All teachers should embrace direct instruction, according to an analysis of half a century of research.
Direct instruction (DI) was developed in the US in the 1960s and involves teachers using fast-paced, highly structured lessons.
The principles of DI have since been applied to a number of formal programmes used in US and UK schools, such as DISTAR (Direct Instruction System for Teaching Arithmetic and Reading).
An analysis by academics at the University of Oregon, US, looked at 328 studies on DI programmes carried out between 1966 and 2016.
It found that students who were taught using DI methods performed better in reading, maths and spelling than those who were not.
The authors conclude: “The estimated effects were consistently positive…only 1 in 20 of the estimates, although positive, might be seen as educationally insignificant.”
Students who were taught using DI in kindergarten performed especially highly in reading, maths and spelling, they add. And there were also particularly strong results for maths students who had daily lessons using the method.
The academics recommend that the use of student-led and enquiry-based approaches should be reconsidered in light of the evidence.
The research paper has been embraced by schools minister Nick Gibb:
Direct Instruction ‘not widely embraced’
The authors of the research paper state that despite a “very large body of research supporting its effectiveness, DI has not been widely embraced or implemented”.
And they say this reluctance to use DI may be partly fuelled by “a belief that teachers will not like it or that it stifles teachers’ ability to bring their own personalities to their teaching”.
They argue that the proper implementation of DI does not “disguise or erase a teacher’s unique style.
“In fact, the carefully tested presentations in the programs free teachers from worries about the wording of their examples or the order in which they present ideas and allow them to focus more fully on their students’ responses and ensure their understanding.
The use of scripted, sequenced lessons, which can be a feature of DI, has been taken up by an increasing number of UK schools as multi-academy trusts seek standardisation.
But critics argue that the approach can be inflexible and undermine the professionalism of teachers.
The paper’s authors studied programmes that used DI as it was originally conceived in the 1960s, including DISTAR, Reading Mastery, Horizons, Corrective Reading, Connecting Math Concepts and others.
They excluded what they called “lower case” direct instruction, meaning programmes that featured elements of “systematic or explicit instruction”.
“Direct instruction builds on the assumption that all students can learn with well-designed instruction,” the paper states.
“When a student does not learn, it does not mean that something is wrong with the student but, instead, that something is wrong with the instruction.”

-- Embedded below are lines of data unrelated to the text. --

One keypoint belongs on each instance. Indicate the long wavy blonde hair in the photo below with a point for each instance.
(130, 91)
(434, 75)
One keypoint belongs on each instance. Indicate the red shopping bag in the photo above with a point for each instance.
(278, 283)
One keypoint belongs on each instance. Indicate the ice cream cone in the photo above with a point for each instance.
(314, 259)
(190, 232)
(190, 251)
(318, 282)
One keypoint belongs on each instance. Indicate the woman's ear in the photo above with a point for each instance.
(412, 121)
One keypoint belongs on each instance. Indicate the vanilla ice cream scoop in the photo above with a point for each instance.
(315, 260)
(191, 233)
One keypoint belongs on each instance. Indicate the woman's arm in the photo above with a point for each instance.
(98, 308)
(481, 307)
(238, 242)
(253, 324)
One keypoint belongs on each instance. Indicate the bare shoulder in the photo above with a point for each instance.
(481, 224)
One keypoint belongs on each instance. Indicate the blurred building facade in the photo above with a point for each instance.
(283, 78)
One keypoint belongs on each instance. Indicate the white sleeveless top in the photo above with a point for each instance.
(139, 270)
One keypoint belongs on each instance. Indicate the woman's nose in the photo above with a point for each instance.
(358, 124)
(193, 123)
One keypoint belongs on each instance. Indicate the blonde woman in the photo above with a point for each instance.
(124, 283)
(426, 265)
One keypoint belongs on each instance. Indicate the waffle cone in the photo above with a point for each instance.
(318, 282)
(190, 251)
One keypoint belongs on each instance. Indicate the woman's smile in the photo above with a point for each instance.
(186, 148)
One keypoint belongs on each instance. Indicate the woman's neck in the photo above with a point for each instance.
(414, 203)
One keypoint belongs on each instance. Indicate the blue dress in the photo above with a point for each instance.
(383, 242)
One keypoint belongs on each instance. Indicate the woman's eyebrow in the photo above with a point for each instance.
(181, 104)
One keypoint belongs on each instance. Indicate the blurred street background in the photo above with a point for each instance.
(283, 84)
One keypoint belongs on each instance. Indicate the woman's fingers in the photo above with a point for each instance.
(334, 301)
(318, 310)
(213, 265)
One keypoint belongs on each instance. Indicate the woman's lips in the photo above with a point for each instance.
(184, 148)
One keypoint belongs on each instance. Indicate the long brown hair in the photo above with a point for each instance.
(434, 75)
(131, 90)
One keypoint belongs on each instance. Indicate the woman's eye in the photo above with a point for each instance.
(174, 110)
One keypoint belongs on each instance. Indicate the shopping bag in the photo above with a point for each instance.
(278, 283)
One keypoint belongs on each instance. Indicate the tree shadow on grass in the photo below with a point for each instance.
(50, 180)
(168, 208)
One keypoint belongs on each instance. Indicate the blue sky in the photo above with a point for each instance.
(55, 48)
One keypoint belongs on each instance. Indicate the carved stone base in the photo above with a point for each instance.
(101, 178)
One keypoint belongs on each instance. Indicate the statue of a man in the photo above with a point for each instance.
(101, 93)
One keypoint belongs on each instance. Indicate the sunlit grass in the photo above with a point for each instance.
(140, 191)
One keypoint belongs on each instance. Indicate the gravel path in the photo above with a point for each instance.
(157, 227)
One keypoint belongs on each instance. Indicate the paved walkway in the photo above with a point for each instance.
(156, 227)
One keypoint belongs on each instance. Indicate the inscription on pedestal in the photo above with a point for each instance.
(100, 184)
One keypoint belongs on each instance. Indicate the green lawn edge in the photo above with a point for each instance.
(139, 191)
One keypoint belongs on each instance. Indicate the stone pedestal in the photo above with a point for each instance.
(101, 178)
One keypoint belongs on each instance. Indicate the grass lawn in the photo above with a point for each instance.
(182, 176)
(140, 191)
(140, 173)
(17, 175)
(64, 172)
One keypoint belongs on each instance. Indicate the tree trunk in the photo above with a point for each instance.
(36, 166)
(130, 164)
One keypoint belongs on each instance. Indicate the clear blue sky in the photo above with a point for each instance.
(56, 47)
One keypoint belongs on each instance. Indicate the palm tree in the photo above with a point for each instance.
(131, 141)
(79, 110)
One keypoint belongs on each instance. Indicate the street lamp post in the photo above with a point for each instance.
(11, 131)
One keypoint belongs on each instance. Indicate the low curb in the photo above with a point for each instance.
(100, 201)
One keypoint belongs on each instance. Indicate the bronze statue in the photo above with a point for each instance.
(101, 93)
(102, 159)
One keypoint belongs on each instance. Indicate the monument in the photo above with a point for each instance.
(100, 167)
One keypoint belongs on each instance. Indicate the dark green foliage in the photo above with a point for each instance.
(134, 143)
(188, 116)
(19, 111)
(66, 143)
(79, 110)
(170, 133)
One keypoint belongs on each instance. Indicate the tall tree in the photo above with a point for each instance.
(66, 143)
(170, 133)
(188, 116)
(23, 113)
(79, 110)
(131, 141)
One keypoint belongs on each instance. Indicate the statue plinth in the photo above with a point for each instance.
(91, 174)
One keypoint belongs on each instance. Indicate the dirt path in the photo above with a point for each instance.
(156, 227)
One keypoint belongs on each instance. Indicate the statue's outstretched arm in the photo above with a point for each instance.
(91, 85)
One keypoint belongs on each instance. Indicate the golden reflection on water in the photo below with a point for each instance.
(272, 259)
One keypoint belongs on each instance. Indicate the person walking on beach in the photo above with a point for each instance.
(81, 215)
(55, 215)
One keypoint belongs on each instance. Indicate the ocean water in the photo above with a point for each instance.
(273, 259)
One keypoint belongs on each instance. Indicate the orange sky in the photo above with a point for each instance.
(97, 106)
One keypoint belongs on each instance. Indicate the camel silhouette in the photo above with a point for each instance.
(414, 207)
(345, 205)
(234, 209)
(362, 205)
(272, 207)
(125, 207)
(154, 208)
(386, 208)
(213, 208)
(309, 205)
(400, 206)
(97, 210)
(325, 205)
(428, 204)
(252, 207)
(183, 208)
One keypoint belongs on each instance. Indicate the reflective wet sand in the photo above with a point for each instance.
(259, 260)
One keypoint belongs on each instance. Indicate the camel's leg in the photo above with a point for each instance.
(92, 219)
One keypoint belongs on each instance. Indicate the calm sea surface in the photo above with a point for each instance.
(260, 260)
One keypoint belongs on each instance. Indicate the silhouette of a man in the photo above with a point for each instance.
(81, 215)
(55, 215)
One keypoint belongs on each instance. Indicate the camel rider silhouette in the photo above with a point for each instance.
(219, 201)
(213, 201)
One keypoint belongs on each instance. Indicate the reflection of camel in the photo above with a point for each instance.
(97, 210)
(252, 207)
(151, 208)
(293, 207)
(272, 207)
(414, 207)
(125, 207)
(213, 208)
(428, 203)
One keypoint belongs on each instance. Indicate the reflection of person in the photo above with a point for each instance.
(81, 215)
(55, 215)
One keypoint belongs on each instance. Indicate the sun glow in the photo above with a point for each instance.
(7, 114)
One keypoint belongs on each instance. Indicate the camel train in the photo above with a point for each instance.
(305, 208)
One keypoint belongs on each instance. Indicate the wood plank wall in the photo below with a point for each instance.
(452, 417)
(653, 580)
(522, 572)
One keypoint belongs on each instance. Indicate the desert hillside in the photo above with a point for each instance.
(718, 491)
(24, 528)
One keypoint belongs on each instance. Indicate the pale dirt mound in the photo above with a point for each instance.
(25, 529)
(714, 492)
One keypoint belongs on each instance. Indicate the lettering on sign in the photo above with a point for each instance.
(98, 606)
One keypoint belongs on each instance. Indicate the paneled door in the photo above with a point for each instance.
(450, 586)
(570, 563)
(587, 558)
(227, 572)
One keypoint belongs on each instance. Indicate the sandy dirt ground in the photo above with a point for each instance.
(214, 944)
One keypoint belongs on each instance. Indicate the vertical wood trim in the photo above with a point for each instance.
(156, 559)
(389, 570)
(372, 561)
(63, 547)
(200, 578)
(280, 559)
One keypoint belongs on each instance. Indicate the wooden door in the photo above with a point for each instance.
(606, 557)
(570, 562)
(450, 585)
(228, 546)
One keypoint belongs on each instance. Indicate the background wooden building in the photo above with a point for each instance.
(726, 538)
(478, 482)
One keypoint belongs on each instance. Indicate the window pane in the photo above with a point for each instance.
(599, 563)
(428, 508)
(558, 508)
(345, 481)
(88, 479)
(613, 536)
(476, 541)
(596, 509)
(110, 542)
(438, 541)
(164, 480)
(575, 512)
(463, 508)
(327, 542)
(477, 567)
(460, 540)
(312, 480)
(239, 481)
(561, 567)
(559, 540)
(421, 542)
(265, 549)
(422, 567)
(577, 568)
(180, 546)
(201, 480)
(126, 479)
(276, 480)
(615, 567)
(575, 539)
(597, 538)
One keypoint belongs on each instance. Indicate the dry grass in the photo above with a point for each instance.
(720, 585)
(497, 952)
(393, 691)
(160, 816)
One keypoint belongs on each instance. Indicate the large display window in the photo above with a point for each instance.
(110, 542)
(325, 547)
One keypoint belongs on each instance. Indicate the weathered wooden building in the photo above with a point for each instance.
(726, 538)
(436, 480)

It is, the authors say, the opposite of approaches which assume that students’ ability to learn depends on their developmental stage, their ability to derive understandings or their own unique approach to learning.
The study, “The Effectiveness of Direct Instruction Curricula: a meta-analysis of a half century of research”, was published in the Review of Educational Research and written by Jean Stockard and Timothy W Wood, both of the University of Oregon, Cristy Coughlin, research director at behaviour management consultants Safe and Civil Schools in Oregon and Caitlin Rasplica Khoury, psychologist at the Children’s Clinic, Portland, Oregon.